How did Iggy Pop get so thin

The last living communist

The most beautiful scene of this film, composed entirely of beautiful scenes, shows a talk show in America. You can see the undulating host and Iggy Pop, the singer. Iggy Pop says: “My art is Dionysian. In case you are familiar with the difference to Apollonian. ”The question will have been once again why an artist behaves like a madman while under drugs, why he sing songs like“ I Wanna Be Your Dog ”and why he gets naked on stage must roll in pieces. But what should one answer someone who has not read his Nietzsche?

The film is called "Gimme Danger", like an old song by Iggy & The Stooges. Iggy Pop sits with the director Jim Jarmusch, who has always had a big heart for noble savages like John Lurie and Tom Waits, at home in Florida in front of a self-painted mural and talks about his life. Next to them, a skull grins into the camera. After 70 years of life, the punk's grandfather has frozen into a picture on which a long-haired, leather-skinned factotum "1969" and "Search And Destroy" growls. Unfortunately, everyone who likes him sees him that way today. As the last of his kind, as a great primitive in the ever-shrinking world of pop music.

Jim Jarmusch brings people to light, without whom the figure would not exist. "Jim Osterberg as Iggy Pop" is written in the opening credits, because they are both one and also not, a man and his role in life. "I was young," says Iggy, "and in a rock band." Before he founded the Stooges, he was a child who heard the noise of the Ford factories on a school trip in Detroit, the "mega-sound" as he explains in the film , learned to appreciate. The family lived in the trailer. When Jim, little Iggy, wanted to learn the drums, his parents let him have the comparatively spacious bedroom. So he became a great musician and good person.

With his first band, the Iguanas, he moved to Chicago, where black blues was played as rock music. Until he sat on the bank, paused to think about it for a long time, and realized that he wasn't black. In Ann Arbor, west of Detroit, Iggy Pop founded a flat share and a band in a shaky house, which was first called The Dirty Shames and The Psychedelic Stooges and, from 1967, burst into the age of love and peace as The Stooges. Iggy became a singer because he no longer wanted to "stare at asses" as a drummer. He watched his stage dances from the baboons. The guitarist Ron Asheton liked to wear armbands and medals that his father had captured at the front in the German Reich. They didn't feel like conventional musicians, but rather as avant-garde because they played on vacuum cleaners and self-made instruments. "Sometimes I could still sing, sometimes not," remembers Iggy. “Something always went wrong,” recalls his guitarist.

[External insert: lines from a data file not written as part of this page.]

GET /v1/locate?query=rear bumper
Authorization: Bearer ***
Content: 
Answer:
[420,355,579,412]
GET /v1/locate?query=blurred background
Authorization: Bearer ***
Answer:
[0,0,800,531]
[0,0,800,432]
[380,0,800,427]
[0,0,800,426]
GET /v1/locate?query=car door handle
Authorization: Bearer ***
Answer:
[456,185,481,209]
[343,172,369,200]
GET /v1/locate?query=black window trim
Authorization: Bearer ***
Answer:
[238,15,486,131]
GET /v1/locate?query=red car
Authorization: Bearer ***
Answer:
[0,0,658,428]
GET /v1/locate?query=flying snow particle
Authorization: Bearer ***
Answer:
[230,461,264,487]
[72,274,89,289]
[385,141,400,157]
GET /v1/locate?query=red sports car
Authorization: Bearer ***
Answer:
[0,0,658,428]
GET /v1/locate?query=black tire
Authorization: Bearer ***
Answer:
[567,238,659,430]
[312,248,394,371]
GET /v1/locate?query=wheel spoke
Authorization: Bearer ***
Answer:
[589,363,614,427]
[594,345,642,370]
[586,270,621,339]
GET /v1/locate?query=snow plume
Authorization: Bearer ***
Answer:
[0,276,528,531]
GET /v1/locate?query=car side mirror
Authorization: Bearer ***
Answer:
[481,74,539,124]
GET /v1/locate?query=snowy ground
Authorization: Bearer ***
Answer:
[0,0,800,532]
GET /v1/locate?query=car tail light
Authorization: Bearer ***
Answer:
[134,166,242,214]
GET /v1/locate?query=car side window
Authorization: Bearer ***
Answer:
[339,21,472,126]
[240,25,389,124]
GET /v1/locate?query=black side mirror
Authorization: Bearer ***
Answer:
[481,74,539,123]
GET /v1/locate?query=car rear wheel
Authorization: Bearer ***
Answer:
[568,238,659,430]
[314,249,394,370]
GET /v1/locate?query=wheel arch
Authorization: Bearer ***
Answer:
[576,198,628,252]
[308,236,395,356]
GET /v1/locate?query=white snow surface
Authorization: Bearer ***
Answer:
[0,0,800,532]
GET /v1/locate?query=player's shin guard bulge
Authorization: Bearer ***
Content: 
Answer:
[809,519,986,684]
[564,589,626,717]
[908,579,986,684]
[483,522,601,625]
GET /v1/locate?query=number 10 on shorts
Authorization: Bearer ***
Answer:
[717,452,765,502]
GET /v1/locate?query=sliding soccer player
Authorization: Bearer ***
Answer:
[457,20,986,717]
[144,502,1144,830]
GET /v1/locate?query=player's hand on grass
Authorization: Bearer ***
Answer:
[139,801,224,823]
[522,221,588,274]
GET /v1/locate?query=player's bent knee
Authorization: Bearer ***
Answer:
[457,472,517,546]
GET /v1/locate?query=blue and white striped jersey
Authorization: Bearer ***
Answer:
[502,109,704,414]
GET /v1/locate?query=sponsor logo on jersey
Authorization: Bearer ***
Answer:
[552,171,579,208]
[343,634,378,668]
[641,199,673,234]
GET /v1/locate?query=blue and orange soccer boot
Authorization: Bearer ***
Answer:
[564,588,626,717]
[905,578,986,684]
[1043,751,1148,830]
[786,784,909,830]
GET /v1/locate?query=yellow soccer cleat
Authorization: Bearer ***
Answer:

There was more to it. "We were true communists," says Iggy Pop in the film, they shared everything. Only the rock commune MC5 was more communist than it: John Sinclair, a avowed anarchist, ran the band's business and led a party, the White Panthers, to ruin Western culture. Iggy and the Stooges didn't like it. When John Sinclair swung his speeches, Iggy would do somersaults to distract himself. "We preferred to stay out of it," he reports to Jim Jarmusch. "That's why they thought we were nihilists." As befits any ordinary nihilist, Iggy refused anything that struck him as overly affirmative. You can see cheerful people dancing in robes. You can hear hippies singing their hymn to the “Marrakesh Express”. It's shocking when Iggy scolds: “Even back then, something like that was hatched during some meetings. That stinks. Still. ”The pop industrial complex. Now Iggy herself was never beyond the system. You can see him after the Stooges on the side of David Bowie and inventing punk when punk was not yet called that. Jim Jarmusch films the covers of all records that would never have existed without Iggy, from the Sex Pistols, Nirvana and so on. But Iggy Pop was always a clever dialectician who could survive in the middle of the system in his own bubble. He never wrote songs of more than 25 words without "Dylan-bla-bla-bla," as Iggy says. He kept himself thin with qigong and swimming and pretended that the early sins alone created his body.

When the Stooges reunited in the noughties, he demanded an immoral sum to share with the others without losing anything. Quite the prudent communist. Jim Jarmusch writes about him on the back of the album for the film "Gimme Danger", Iggy Pop embodies Nijinski, Bruce Lee, Harpo Marx and Rimbaud in one person. Iggy has never been so pretentious, he says: “I just want to be.” Now he's 70 and as old and wise as he always was.